Conditional knockout of Huwe1 impairs neuronal differentiation in ES cells. (a) ES cells carrying a targeted Huwe1 allele (Huwe1^Flox) were infected with retroviral vectors encoding GFP (Vector) or Cre–IRES–GFP (Cre). Cells were deprived of LIF for the indicated times and lysates were analysed by immunoblotting using the indicated antibodies. (b) Vector-and Cre-infected Huwe1^Flox ES cells were treated with CHX for the indicated times 24 h after LIF deprivation. Lysates were analysed by immunoblotting. (c) Quantification of N-Myc (left panel) and c-Myc (right panel) from vector- (empty circles) and Cre- (filled circles) infected cells. (d) Analysis of gene expression by semi-quantitative RT–PCR of embryoid bodies derived from vector- and Cre-transduced Huwe1^Flox ES cells at different times. (e) Embryoid bodies derived from Vector- and Cretransduced Huwe1^Flox ES cells were allowed to adhere after being cultured in suspension for 8 days. After 48 h embryoid bodies were analysed by immunofluorescence microscopy for MAP2. Samples were counterstained with DAPI. Scale bar is 20 μm. (f) Expression of Huwe1 was induced in differentiated neural cells. Adjacent sections of paraffin embedded E15.5 mouse embryos were processed for immunohistochemistry using anti-Huwe1 or anti-N-Myc antibodies. Sections were counterstained with haematoxylin. CP, cortical plate; IZ, intermediate zone; VZ, ventricular zone. Scale bar is 40 μm. Full scans of immunoblots are shown in Supplementary Information, Fig. S9.

Figure 6

The Huwe1–N-Myc pathway in the developing brain. (a) Ex vivo electroporation of control, N-myc, Huwe1 and N-myc + Huwe1 siRNA into E13.5 mouse cortices followed by organotypic slice culture for 1.5 days. Cortical slices were double-labelled with BrdU (red) and GFP (green) to identify transfected cells.
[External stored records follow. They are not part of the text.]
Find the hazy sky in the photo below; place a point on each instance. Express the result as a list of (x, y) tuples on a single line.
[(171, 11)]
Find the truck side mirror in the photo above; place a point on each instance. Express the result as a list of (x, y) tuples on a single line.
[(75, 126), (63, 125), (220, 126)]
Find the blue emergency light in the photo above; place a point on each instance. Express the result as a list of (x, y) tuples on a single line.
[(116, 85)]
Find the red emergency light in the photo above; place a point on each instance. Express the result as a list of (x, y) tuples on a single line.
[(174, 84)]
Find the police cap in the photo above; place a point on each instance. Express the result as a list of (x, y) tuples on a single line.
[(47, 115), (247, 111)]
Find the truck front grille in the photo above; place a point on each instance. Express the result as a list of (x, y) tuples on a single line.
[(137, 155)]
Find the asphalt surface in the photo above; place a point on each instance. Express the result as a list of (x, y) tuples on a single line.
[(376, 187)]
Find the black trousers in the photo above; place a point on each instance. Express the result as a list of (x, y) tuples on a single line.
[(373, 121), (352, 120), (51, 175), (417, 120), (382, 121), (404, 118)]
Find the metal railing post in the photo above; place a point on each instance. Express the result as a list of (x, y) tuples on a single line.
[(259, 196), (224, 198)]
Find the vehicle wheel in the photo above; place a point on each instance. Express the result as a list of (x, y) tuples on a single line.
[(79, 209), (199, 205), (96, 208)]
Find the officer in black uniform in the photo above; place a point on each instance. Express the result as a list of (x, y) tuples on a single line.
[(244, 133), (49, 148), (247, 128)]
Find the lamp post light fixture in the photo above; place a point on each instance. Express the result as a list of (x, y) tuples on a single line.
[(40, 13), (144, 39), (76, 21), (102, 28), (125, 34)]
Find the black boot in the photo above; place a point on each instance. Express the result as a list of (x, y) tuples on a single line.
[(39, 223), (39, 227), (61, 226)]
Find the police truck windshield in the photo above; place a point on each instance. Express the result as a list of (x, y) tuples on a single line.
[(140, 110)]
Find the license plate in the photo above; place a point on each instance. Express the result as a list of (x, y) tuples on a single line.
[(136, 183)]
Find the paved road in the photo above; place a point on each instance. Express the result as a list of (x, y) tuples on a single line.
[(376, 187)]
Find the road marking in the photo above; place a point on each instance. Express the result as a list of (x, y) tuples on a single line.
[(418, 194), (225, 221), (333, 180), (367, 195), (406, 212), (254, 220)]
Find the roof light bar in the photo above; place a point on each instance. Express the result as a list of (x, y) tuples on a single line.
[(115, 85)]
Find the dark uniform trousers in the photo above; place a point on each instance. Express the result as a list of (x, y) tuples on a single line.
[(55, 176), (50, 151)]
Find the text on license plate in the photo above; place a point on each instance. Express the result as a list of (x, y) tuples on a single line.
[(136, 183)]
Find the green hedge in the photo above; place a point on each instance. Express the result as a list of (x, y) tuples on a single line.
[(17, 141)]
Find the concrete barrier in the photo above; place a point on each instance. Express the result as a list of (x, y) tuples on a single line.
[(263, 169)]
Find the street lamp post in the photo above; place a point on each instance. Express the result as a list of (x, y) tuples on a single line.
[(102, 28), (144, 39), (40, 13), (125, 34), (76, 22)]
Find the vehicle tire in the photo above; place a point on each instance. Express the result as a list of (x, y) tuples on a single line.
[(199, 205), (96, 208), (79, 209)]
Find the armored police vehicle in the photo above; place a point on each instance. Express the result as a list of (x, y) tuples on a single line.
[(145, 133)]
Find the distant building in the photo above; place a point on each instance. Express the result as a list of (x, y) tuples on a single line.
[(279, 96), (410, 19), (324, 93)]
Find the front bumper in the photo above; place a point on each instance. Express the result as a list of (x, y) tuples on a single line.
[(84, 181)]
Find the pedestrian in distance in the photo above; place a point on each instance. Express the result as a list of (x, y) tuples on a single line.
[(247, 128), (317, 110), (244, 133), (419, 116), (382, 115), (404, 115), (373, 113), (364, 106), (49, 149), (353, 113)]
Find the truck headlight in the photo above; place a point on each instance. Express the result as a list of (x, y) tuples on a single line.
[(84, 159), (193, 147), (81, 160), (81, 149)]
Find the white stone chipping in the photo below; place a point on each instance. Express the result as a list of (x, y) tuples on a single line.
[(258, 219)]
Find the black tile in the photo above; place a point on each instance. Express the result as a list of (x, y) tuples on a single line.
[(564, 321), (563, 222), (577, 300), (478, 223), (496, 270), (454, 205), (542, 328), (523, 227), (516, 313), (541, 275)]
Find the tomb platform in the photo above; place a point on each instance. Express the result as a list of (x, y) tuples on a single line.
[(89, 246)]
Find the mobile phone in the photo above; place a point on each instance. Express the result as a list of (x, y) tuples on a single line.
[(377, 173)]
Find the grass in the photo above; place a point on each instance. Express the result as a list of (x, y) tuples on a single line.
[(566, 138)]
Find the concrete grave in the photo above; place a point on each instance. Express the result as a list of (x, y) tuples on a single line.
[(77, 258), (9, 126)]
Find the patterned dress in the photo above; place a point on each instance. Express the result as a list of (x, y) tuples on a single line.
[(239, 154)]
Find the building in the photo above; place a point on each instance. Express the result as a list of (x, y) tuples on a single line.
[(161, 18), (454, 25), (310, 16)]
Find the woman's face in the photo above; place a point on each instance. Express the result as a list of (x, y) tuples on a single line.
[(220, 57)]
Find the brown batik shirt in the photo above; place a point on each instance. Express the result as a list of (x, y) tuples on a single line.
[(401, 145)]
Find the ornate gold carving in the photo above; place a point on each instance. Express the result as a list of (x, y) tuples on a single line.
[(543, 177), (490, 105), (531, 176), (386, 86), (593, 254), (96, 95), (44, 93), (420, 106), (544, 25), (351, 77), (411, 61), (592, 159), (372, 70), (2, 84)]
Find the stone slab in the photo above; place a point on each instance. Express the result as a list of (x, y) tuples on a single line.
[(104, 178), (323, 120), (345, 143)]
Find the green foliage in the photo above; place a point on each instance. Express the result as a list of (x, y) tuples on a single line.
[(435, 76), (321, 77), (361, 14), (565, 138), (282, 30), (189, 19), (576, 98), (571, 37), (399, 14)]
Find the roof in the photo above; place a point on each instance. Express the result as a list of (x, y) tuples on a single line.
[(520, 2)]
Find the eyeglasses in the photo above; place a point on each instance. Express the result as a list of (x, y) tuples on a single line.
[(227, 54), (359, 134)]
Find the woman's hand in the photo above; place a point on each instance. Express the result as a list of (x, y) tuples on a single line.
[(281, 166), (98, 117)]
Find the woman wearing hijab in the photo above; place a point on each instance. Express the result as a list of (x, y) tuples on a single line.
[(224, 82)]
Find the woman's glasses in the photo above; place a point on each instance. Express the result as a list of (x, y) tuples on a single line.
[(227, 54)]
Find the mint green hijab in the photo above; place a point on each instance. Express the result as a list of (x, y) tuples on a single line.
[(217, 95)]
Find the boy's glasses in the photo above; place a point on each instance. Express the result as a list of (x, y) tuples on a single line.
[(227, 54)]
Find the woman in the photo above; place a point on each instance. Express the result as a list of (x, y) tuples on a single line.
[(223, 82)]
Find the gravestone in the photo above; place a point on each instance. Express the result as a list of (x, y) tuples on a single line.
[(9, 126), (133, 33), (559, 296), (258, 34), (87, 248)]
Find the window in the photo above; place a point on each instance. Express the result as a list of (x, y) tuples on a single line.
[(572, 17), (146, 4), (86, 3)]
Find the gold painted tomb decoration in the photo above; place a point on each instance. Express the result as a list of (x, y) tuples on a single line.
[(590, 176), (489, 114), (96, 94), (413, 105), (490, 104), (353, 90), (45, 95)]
Scale bars are 100 μm. (b) Quantification of GFP-positive/BrdU-positive cells. (c) Quantification of GFP-positive/pHH3-positive cells. (d) Cortical slices were double-labelled with p27^Kip1 (red) and GFP (green). Scale bars are 50 μm. (e) Quantification of GFP-positive/p27^Kip1-positive cells. (f) Quantification of GFP-positive/Cyclin D2-positive cells. Results shown are mean ± s.e.m. of three sections from one experiment (*P < 0.05, **P < 0.01, Student's t-test). Arrowheads indicate GFP-positive/Cy3-positive cells; arrows indicate GFP-positive/Cy3-negative cells. IZ, intermediate zone; VZ, ventricular zone.

Figure 7

Silencing of Huwe1 blocks differentiation of neural progenitors in vivo. (a) Ex vivo electroporation of control, N-myc, Huwe1 and Huwe1 + N-myc siRNA into E13.5 mouse cortices followed by organotypic slice culture for 1.5 days. Cortical slices were double-labelled with Neurogenin2 (Ngn2, red) and GFP (green) to identify transfected cells. (b) Quantification of GFP-positive/Ngn2-positive cells. (c) Cortical slices were double-labelled with the early neuronal marker HuC/D (red) and GFP (green). (d) Quantification of GFP-positive/HuC/D-positive cells. (e) Cortical slices were double-labelled with the mature neuronal marker Tuj1 (red) and GFP (green). (f) Quantification of GFP-positive/Tuj1-positive cells. Results shown in b, d and f are mean ± s.e.m. of four sections for Ngn2, three sections for HuC/D and three sections for TuJ1 from one experiment; *P < 0.05, **P < 0.01, Student's t-test). Arrowheads indicate GFP-positive/Cy3-positive cells; arrows indicate GFP-positive/Cy3-negative cells. Scale bars are 50 μm. IZ, intermediate zone; VZ, ventricular zone.